House Report Details Collapse of MF Global
WASHINGTON — Congressional Republicans on Thursday delivered a long-awaited “autopsy” report on MF Global, sharply criticizing regulators for failing to share information as the brokerage firm was reeling.
The 100-page report, from Republican members of the House Financial Services Committee’s oversight panel, highlights a “disorganized and haphazard” approach to regulatory oversight in the week before MF Global collapsed in 2011. The Commodity Futures Trading Commission and the Securities and Exchange Commission, according to the report, failed to coordinate as the firm was on the brink.
Two days before the collapse of the firm, top S.E.C. officials joked about three conference calls among regulators being scheduled for 10 a.m. “Ahhhh, coordination in action!” Mary L. Schapiro, the chairwoman of the S.E.C., wrote in an e-mail to Robert Cook, the agency’s head of trading and markets.
In the final hours before bankruptcy, the report said, MF Global officials said the C.F.T.C. “pressured” it to transfer $ 220 million to plug a hole in customer accounts. It did so over the objections of the S.E.C. and other regulators. When Ms. Schapiro, learned of the C.F.T.C.’s orders, she responded in an e-mail to a colleague, “Without telling us? That is unacceptable.”
The e-mails underscored the breakdown in communication among federal officials that, according to the report, contributed to the firm’s demise. The report also took aim at the Federal Reserve Bank of New York, saying the regulator “should have exercised greater caution” when approving MF Global’s application for the coveted status of selling securities on the Fed’s behalf.
Lawmakers suggested that investors and customers would have been better served if the S.E.C. and the C.F.T.C. streamlined their operations or combined into a single agency that oversaw all capital markets, citing “an apparent inability” of the regulators to coordinate their actions.
“We didn’t need additional regulation. We needed regulators actually doing their job,” Randy Neugebauer, a Republican from Texas who led the investigation as chairman of the oversight panel, said at a press conference on Thursday.
C.F.T.C. officials declined to comment. A spokesman for the S.E.C. wasn’t immediately available for comment.
The report, a sort of public shaming of MF Global’s employees and federal watchdogs, further traced the debacle to the firm’s top executives.

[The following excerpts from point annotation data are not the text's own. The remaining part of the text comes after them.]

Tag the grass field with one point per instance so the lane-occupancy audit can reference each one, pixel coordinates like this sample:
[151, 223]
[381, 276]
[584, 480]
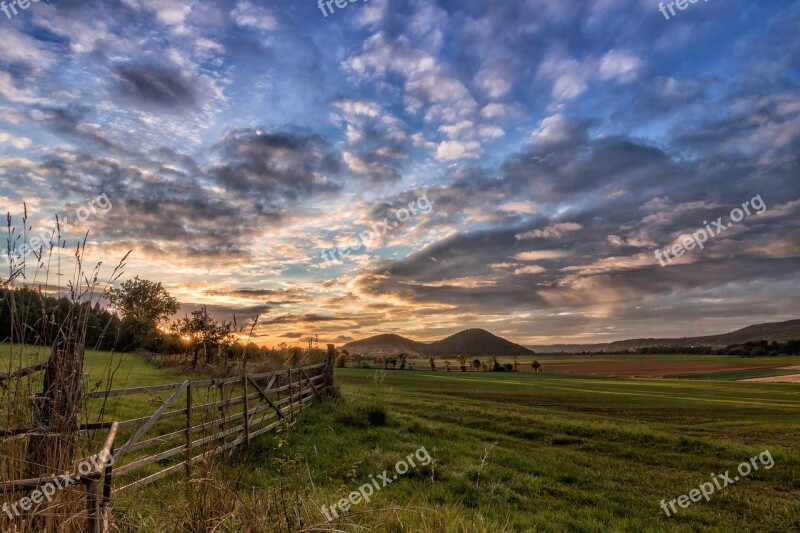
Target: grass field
[511, 451]
[524, 452]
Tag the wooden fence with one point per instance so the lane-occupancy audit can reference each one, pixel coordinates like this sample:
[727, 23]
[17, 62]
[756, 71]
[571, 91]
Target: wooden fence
[185, 428]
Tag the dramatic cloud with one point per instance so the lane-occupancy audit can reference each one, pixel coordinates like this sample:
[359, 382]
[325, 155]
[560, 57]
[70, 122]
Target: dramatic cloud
[559, 143]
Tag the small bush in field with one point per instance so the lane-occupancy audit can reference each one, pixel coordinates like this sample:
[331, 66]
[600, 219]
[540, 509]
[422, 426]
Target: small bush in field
[377, 414]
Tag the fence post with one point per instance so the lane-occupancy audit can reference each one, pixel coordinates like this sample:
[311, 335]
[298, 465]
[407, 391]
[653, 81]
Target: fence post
[107, 485]
[93, 505]
[189, 429]
[246, 412]
[291, 396]
[329, 369]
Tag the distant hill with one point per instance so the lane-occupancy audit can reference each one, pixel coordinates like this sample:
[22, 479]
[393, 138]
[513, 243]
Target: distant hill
[476, 343]
[469, 343]
[390, 343]
[772, 331]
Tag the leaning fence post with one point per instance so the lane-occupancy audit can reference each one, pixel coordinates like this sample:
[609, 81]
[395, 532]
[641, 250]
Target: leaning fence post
[93, 505]
[189, 429]
[246, 412]
[291, 396]
[329, 368]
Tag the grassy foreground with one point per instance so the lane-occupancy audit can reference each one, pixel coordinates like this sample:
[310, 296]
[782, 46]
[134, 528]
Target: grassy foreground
[512, 452]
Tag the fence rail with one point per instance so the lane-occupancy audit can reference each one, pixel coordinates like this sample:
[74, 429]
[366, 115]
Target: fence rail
[265, 401]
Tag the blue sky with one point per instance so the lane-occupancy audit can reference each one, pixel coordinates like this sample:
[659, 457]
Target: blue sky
[560, 143]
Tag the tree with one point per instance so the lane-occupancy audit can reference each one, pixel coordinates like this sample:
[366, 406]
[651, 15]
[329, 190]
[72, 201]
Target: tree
[143, 305]
[202, 331]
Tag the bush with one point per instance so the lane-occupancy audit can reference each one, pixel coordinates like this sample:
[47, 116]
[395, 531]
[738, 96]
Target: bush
[376, 415]
[362, 415]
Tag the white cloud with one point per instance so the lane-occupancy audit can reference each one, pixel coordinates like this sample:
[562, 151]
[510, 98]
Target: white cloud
[531, 269]
[20, 143]
[538, 255]
[553, 231]
[453, 150]
[247, 14]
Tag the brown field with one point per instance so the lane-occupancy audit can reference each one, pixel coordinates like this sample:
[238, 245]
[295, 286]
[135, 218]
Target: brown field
[791, 378]
[646, 369]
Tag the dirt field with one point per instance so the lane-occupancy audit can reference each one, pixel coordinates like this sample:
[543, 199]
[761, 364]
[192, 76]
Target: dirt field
[792, 378]
[647, 369]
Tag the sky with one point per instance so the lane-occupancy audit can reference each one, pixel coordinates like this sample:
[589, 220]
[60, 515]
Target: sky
[512, 166]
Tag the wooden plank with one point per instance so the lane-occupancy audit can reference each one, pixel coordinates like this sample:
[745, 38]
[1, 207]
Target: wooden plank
[309, 380]
[136, 421]
[144, 461]
[267, 398]
[129, 392]
[151, 478]
[153, 419]
[161, 439]
[189, 413]
[246, 411]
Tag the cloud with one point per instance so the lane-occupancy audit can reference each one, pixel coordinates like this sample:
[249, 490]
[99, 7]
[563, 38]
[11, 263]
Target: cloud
[156, 86]
[538, 255]
[553, 231]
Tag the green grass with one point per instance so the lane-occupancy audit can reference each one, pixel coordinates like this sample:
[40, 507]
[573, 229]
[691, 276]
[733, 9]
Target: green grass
[512, 452]
[525, 452]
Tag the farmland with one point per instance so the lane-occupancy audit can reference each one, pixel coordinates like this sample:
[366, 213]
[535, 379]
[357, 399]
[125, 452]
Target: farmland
[511, 451]
[529, 452]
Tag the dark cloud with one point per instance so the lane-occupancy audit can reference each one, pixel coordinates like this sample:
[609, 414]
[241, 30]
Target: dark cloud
[276, 169]
[160, 87]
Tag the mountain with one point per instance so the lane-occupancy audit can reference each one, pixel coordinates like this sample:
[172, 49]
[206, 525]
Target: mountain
[476, 343]
[771, 331]
[469, 343]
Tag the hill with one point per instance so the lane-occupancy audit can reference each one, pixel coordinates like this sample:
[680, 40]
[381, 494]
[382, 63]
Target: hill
[771, 331]
[469, 343]
[476, 343]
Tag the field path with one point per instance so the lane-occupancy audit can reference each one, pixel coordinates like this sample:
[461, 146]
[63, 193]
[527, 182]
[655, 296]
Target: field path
[781, 404]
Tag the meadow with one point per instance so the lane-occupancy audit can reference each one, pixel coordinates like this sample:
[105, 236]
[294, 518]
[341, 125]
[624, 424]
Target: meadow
[511, 452]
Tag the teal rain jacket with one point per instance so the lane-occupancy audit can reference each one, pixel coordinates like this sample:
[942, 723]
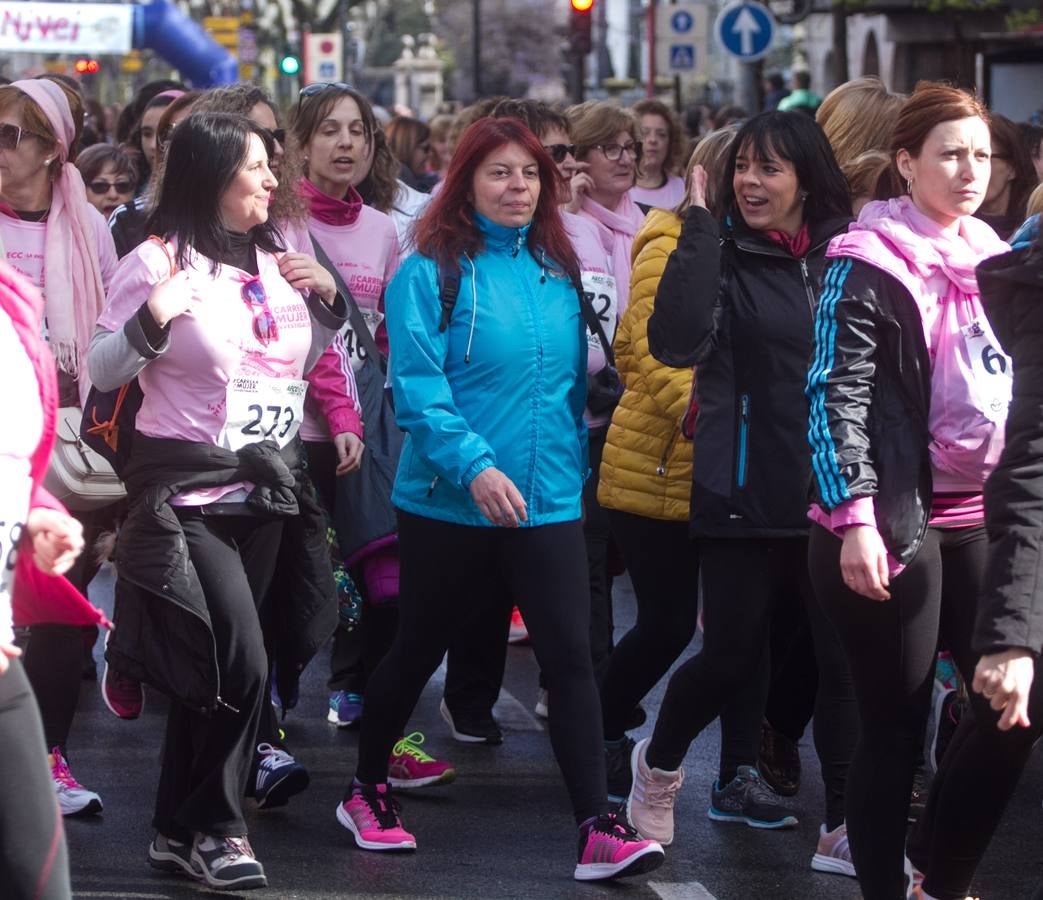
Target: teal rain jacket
[504, 386]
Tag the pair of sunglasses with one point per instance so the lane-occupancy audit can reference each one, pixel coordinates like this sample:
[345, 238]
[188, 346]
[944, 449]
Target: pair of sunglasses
[102, 187]
[559, 151]
[265, 329]
[321, 86]
[10, 136]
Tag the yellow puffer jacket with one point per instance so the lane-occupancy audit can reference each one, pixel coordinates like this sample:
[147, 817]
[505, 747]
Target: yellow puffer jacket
[647, 466]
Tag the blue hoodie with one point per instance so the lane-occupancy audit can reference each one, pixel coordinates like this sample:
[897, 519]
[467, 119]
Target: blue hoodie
[504, 386]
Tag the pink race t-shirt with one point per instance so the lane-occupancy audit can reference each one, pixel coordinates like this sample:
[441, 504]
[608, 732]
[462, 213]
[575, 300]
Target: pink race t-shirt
[214, 354]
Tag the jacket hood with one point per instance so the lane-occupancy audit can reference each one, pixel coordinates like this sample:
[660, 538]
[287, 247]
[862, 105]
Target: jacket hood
[1001, 277]
[658, 223]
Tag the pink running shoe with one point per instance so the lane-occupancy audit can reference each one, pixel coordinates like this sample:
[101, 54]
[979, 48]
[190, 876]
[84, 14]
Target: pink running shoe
[123, 696]
[610, 848]
[371, 816]
[518, 632]
[410, 767]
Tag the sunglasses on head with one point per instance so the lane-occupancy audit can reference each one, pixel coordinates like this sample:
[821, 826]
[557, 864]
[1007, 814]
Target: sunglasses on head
[559, 151]
[10, 136]
[316, 87]
[100, 186]
[265, 329]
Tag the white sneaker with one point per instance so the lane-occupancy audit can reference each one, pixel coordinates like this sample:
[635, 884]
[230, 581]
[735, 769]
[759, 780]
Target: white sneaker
[650, 806]
[74, 799]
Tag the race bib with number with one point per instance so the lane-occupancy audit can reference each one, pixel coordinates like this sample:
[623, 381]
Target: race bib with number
[261, 409]
[993, 369]
[356, 350]
[599, 288]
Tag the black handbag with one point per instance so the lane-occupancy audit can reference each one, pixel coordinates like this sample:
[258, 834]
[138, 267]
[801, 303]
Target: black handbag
[363, 512]
[605, 387]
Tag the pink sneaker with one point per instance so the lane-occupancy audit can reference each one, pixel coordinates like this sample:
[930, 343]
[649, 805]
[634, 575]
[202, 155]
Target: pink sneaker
[410, 767]
[518, 632]
[371, 816]
[123, 696]
[610, 848]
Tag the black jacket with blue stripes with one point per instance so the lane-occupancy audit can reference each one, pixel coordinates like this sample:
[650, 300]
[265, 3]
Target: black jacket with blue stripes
[869, 396]
[741, 309]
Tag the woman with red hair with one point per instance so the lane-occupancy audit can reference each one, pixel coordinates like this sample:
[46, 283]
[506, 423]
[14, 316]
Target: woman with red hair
[490, 391]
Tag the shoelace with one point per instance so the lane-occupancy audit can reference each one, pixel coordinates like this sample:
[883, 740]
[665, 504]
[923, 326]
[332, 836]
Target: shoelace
[62, 773]
[410, 746]
[273, 756]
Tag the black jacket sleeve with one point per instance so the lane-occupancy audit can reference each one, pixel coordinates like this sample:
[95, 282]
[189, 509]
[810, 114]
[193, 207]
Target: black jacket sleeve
[683, 322]
[1011, 609]
[840, 383]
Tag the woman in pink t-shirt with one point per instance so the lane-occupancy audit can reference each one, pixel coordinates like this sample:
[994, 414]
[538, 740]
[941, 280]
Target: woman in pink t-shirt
[220, 349]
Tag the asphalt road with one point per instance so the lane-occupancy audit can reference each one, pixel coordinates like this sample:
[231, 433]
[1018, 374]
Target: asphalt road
[503, 830]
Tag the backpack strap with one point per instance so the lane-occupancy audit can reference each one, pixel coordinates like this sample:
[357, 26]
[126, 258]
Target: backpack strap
[449, 288]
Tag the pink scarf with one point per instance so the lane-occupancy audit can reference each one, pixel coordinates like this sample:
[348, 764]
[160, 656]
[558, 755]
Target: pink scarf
[616, 232]
[329, 210]
[72, 276]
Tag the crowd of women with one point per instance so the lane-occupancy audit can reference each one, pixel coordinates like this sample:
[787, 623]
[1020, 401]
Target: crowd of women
[417, 387]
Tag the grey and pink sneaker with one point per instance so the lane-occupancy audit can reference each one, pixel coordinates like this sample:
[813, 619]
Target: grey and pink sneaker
[410, 767]
[371, 815]
[610, 848]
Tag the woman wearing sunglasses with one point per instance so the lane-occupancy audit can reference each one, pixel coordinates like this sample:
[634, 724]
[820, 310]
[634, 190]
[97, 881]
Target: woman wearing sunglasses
[110, 174]
[52, 236]
[220, 348]
[608, 148]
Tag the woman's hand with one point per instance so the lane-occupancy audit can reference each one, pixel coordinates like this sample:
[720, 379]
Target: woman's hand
[499, 501]
[1004, 680]
[7, 651]
[349, 448]
[56, 537]
[697, 187]
[864, 562]
[306, 274]
[170, 298]
[580, 185]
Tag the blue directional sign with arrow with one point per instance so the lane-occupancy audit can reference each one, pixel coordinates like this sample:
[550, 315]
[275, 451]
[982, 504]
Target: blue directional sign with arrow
[745, 30]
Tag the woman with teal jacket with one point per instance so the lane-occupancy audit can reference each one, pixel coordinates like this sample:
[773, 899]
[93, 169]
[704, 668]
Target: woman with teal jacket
[490, 394]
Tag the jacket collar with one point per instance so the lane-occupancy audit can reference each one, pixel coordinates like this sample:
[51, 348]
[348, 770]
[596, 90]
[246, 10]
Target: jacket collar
[500, 237]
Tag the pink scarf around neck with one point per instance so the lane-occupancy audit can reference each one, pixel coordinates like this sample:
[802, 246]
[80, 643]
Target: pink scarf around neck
[329, 210]
[72, 275]
[616, 230]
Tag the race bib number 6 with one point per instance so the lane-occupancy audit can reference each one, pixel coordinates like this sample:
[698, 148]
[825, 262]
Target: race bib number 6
[262, 409]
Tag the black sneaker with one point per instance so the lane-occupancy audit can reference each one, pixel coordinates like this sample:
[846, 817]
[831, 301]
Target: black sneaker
[470, 727]
[779, 762]
[747, 799]
[918, 797]
[227, 864]
[280, 777]
[169, 855]
[619, 774]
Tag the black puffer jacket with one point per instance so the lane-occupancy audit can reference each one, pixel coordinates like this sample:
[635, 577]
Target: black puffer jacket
[1011, 608]
[869, 397]
[740, 308]
[163, 633]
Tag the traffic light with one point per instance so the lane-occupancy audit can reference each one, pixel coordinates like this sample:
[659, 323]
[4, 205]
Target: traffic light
[579, 26]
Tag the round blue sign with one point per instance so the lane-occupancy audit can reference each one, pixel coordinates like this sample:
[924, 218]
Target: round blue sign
[746, 29]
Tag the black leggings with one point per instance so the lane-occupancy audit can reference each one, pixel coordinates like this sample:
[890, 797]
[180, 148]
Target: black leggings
[33, 858]
[892, 648]
[663, 565]
[745, 584]
[207, 759]
[445, 573]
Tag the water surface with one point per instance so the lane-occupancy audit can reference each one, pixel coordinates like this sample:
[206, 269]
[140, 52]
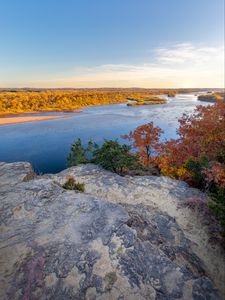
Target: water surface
[46, 143]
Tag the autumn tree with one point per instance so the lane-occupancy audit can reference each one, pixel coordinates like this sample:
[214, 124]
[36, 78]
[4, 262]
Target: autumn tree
[198, 155]
[145, 142]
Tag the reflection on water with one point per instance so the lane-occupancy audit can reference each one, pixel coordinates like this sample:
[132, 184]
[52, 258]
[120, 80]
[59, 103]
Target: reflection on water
[46, 144]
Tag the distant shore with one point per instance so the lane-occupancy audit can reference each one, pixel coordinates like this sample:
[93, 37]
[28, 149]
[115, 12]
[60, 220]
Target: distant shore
[14, 120]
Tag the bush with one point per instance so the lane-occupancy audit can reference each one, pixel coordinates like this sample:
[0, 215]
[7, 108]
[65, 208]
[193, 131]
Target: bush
[115, 157]
[71, 184]
[111, 156]
[80, 155]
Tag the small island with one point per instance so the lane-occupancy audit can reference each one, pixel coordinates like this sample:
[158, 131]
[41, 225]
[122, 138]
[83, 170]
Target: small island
[149, 101]
[212, 97]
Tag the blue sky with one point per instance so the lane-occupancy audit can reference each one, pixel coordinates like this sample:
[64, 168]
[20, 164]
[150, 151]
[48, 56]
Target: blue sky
[121, 43]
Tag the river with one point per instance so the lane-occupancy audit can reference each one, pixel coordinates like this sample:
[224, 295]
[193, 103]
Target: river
[46, 143]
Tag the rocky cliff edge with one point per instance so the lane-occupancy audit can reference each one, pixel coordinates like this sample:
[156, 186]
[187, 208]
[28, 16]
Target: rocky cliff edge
[124, 238]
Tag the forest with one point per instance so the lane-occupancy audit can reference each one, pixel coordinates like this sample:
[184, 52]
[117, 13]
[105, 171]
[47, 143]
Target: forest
[197, 156]
[42, 100]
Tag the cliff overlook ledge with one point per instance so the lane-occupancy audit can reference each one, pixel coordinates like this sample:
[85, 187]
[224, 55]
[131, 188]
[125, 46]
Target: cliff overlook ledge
[123, 238]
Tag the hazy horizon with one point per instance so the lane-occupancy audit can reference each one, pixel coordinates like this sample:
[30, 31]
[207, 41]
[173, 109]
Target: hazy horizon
[155, 44]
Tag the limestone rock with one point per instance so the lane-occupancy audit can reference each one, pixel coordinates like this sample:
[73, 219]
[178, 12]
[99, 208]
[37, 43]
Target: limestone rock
[59, 244]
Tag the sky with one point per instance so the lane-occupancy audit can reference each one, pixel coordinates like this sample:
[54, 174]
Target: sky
[112, 43]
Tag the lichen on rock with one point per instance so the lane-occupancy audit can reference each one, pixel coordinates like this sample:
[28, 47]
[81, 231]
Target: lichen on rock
[121, 239]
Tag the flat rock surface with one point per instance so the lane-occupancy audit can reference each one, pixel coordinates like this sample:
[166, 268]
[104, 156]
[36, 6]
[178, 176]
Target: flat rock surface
[121, 239]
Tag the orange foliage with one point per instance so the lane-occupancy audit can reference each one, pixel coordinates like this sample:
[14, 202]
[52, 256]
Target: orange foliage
[201, 134]
[145, 139]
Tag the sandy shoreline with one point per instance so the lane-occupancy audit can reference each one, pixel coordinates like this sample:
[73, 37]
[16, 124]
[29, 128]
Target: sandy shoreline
[14, 120]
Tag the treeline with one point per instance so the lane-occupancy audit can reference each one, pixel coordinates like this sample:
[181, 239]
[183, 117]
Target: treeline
[25, 101]
[197, 156]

Republicans placed blame on chief executive, Jon S. Corzine, who they say ratcheted up a bet on European debt without regard for internal controls or the danger to clients. The report also argued that the firm was not “forthright with regulators or the public” about the massive trade and its broader health.
Republicans released the report months later than anticipated and without the support of House Democrats.
Some dissent was sowed in Congressional hearings that at times featured political bickering among members. On Wednesday, the oversight panel’s top Democrat declined to endorse Mr. Neugebauer’s findings, saying he agreed with a number of the conclusions but needed additional time to review the document. Michael Capuano, a Democrat from Massachusetts, said he would soon file an “addendum” to the report.
For the targets of the report, the splintered support provides a path to undermining the findings. Democratic regulators and Jon S. Corzine, the MF Global’s former chief executive and a onetime Democratic senator from New Jersey, could dismiss the investigation as a partisan attack.
House Republicans, however, say the examination relied on an exhaustive review of evidence rather than political motivations.
The report, the outgrowth of several Congressional hearings with MF Global’s executives and other officials, is the culmination of a yearlong investigation that sought to chronicle the firm’s undoing and rebuke those at fault. The House panel cobbled together its findings from dozens of interviews with former employees and more than 240,000 documents.
While short on new revelations, the document is the government’s most significant effort yet to seek redress for MF Global’s errors.
Criminal authorities investigating MF Global’s collapse are leery of filing charges against the top executives, suspecting that chaos and lax controls caused the customer money to go missing. And while regulators are still pursuing civil enforcement actions, in which the legal bar is lower, officials have not yet decided a course.
Even after a year of overlapping investigations, MF Global’s customers remain in the lurch. Farmers and ranchers, who traded futures contracts through MF Global to protect themselves from the price swings of their crops, have recouped about 82 percent of their money but are still owed millions of dollars.
James Giddens, the court-appointed trustee seeking to recover money for MF Global’s customers, has joined a lawsuit against several top MF Global executives, including Mr. Corzine, to make up for the missing funds. In a report that largely tracks the findings issued by Congressional Republicans, Mr. Giddens lambasted MF Global employees for tapping customer money to pay the firm’s own bills in a last-ditch bid for survival.